Furthermore, we have one category of problems that are referred to as “satisfiability problems” which ask if a problem has a solution. Satisfiability problems are actually very hard and that’s great because it is relatively easy to go from a problem $A$ to one of these problems (you just need to formulate your problem correctly).

Take a step back, take a deep breath, and think about it: That’s amazing because now, we only need to develop one (or just a few) algorithm that let us prove a solution to a satisfiability problem without revealing it.

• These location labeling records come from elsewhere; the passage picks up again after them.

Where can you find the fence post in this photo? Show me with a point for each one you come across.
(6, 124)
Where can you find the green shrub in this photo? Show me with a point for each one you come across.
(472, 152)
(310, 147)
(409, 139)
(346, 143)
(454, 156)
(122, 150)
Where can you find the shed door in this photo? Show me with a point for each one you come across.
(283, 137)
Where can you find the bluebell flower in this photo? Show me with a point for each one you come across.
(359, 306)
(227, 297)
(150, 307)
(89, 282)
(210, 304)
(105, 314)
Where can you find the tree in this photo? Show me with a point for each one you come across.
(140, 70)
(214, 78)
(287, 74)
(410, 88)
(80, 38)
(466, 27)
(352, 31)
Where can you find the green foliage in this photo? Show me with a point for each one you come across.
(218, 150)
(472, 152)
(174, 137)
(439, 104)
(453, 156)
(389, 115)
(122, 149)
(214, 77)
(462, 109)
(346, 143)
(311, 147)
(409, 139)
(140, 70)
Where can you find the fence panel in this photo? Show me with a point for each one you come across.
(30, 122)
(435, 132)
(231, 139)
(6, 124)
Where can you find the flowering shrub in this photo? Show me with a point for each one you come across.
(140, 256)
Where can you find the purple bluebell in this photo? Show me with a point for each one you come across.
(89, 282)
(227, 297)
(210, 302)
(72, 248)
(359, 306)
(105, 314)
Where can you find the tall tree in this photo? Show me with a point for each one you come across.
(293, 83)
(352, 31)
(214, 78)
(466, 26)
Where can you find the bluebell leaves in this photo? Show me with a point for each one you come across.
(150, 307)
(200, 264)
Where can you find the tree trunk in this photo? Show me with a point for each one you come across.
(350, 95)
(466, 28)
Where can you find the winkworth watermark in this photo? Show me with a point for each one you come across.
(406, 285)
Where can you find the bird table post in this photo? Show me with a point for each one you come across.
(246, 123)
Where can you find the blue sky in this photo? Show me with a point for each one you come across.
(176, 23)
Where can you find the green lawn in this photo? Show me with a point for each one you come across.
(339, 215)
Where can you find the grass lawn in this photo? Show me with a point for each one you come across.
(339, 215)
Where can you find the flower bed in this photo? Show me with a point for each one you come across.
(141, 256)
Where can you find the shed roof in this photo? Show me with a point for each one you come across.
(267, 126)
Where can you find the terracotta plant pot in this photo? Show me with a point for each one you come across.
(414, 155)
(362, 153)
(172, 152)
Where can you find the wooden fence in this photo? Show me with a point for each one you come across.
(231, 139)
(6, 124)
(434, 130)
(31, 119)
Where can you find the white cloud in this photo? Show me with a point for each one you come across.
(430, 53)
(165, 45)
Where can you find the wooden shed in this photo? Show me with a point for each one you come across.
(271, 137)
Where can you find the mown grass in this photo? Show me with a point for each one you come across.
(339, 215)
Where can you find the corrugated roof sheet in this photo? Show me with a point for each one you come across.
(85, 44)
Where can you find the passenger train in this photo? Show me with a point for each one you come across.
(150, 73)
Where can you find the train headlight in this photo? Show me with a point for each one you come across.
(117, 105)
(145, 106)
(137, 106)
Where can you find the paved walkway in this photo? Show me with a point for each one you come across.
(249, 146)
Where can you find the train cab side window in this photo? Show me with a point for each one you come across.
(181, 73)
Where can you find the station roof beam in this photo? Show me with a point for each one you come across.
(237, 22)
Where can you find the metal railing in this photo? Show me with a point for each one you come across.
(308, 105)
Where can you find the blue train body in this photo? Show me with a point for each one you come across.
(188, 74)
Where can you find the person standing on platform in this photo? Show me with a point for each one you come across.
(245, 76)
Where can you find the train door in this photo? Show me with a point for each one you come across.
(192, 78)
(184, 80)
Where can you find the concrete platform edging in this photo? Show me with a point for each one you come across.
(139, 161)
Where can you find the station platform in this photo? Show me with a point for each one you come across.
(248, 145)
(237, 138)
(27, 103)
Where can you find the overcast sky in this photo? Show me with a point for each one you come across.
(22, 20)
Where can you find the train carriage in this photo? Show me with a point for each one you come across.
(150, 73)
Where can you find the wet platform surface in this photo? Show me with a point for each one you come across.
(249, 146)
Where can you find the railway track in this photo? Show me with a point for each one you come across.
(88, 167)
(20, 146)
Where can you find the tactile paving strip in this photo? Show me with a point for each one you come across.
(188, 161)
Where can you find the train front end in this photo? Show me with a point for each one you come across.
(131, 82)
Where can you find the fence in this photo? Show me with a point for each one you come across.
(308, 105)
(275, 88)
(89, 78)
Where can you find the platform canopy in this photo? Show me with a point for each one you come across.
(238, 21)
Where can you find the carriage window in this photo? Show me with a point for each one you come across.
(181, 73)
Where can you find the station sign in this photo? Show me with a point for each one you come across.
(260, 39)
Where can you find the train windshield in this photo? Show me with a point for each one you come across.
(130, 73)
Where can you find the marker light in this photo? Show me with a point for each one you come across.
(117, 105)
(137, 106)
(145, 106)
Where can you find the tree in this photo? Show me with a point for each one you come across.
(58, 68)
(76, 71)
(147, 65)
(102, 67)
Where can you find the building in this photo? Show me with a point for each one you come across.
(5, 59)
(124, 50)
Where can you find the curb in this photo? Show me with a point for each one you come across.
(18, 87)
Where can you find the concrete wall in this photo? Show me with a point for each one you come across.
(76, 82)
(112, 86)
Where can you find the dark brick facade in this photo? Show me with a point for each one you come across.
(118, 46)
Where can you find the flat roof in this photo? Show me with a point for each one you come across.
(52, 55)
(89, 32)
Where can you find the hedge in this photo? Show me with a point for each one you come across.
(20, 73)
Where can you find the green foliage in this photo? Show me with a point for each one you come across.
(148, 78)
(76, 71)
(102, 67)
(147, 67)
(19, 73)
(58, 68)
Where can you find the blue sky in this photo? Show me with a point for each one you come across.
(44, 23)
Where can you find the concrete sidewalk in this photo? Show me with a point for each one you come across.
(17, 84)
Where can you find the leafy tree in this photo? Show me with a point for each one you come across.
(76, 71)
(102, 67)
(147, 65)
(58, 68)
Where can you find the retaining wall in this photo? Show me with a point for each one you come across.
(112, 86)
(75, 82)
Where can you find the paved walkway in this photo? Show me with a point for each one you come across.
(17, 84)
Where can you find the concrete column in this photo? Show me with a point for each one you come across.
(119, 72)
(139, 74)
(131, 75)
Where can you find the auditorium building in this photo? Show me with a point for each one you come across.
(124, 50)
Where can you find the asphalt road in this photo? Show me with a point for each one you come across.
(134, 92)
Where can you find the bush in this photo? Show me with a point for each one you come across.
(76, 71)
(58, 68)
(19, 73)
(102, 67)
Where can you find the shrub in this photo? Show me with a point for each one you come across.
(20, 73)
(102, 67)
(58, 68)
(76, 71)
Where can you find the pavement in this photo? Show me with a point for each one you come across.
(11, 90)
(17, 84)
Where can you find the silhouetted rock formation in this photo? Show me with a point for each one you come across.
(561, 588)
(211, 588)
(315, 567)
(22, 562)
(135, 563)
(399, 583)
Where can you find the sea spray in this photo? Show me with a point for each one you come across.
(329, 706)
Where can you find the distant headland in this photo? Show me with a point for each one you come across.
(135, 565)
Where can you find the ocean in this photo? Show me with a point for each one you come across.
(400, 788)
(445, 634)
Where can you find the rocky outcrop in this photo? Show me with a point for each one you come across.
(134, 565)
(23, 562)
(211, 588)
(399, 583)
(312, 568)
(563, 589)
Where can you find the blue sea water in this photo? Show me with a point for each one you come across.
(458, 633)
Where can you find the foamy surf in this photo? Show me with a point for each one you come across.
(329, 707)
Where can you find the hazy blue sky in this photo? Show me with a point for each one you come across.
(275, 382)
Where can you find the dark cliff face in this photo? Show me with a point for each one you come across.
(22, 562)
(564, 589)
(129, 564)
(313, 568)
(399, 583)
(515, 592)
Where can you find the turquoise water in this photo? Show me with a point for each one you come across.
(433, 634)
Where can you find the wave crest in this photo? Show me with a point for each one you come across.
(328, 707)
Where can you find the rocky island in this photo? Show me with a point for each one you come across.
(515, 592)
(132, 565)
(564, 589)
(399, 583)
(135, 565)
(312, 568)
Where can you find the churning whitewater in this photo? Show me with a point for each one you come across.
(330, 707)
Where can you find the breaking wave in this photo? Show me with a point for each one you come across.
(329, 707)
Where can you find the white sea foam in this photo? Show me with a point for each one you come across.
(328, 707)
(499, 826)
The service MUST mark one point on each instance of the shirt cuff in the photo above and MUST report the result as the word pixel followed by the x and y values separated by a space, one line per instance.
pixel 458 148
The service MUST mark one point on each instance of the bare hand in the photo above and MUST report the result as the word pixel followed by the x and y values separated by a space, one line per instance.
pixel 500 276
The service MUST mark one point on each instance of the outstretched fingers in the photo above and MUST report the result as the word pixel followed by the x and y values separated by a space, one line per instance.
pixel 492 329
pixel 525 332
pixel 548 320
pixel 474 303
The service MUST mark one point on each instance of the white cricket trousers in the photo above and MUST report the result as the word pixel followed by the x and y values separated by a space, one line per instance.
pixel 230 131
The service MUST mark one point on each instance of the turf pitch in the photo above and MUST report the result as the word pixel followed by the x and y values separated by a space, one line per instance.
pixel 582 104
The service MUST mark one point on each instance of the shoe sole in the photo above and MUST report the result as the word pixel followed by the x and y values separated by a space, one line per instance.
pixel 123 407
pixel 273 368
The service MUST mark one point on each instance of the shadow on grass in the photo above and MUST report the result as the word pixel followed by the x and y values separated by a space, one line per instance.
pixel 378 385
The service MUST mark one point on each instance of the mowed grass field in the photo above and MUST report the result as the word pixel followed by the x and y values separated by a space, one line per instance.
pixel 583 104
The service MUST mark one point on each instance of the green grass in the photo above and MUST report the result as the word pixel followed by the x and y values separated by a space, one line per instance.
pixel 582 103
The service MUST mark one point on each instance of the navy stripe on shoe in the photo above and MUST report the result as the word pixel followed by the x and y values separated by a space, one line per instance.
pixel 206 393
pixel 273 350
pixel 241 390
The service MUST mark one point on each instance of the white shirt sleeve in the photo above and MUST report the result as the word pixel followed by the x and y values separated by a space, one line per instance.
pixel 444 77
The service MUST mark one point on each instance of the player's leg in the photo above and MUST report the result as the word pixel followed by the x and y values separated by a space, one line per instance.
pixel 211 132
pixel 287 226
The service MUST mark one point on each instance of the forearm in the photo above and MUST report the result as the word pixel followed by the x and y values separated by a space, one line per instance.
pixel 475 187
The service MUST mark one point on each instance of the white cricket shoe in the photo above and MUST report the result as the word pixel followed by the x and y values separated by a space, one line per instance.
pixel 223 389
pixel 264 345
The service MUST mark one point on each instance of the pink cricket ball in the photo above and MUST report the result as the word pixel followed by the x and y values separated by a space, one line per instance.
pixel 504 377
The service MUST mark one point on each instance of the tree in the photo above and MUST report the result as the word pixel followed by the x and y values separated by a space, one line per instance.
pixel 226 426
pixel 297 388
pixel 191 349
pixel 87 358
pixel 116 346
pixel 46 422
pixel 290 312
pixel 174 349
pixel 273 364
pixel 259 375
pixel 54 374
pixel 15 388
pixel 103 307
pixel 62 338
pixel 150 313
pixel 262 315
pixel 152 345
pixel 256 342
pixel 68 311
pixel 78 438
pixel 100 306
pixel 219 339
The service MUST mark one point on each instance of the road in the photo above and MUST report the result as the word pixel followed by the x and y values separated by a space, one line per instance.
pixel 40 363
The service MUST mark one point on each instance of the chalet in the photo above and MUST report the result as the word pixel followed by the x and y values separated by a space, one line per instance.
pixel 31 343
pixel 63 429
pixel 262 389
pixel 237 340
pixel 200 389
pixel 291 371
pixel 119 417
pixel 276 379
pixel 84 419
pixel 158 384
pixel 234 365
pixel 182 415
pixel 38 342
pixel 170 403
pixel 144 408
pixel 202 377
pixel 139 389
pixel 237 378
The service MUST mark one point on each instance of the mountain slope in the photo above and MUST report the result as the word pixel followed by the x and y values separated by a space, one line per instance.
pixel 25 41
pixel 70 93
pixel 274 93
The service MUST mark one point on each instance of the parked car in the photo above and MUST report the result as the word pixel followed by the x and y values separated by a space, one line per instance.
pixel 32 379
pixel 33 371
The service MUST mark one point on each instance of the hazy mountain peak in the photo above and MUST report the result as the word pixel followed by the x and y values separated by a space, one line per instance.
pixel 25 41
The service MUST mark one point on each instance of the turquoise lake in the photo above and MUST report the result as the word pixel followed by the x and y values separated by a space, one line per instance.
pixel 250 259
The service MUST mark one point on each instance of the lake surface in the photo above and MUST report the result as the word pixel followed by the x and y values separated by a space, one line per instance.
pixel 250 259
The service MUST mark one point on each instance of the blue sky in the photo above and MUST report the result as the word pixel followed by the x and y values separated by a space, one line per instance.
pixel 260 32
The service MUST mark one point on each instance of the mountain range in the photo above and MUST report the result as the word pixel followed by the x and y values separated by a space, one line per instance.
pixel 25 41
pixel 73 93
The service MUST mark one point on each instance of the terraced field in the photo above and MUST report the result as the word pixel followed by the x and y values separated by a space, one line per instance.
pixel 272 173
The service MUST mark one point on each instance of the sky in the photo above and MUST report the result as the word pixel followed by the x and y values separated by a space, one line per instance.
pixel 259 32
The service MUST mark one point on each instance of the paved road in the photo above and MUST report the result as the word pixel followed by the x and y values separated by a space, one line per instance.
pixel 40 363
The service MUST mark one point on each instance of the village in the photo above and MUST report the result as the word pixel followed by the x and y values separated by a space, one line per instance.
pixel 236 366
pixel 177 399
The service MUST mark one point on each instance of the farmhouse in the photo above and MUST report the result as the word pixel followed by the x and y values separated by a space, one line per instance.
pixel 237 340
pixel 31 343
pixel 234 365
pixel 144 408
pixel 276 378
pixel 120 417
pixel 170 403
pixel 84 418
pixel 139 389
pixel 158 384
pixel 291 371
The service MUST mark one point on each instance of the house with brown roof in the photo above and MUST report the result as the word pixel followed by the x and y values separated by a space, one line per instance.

Think of it this way: You know how to go from Rome to somewhere in the desert. The following great theorem “All roads lead to Rome” tells you that to go from anywhere in the world to this point in the desert you don’t need to find a new route. You just need to go to Rome and then go to the point in the desert.

What about achieving the same result as before but without interactions ? Well, it’s possible and we call this Zero-Knowledge Succinct Non-Interactive Argument of Knowledge a.k.a. zk-SNARK.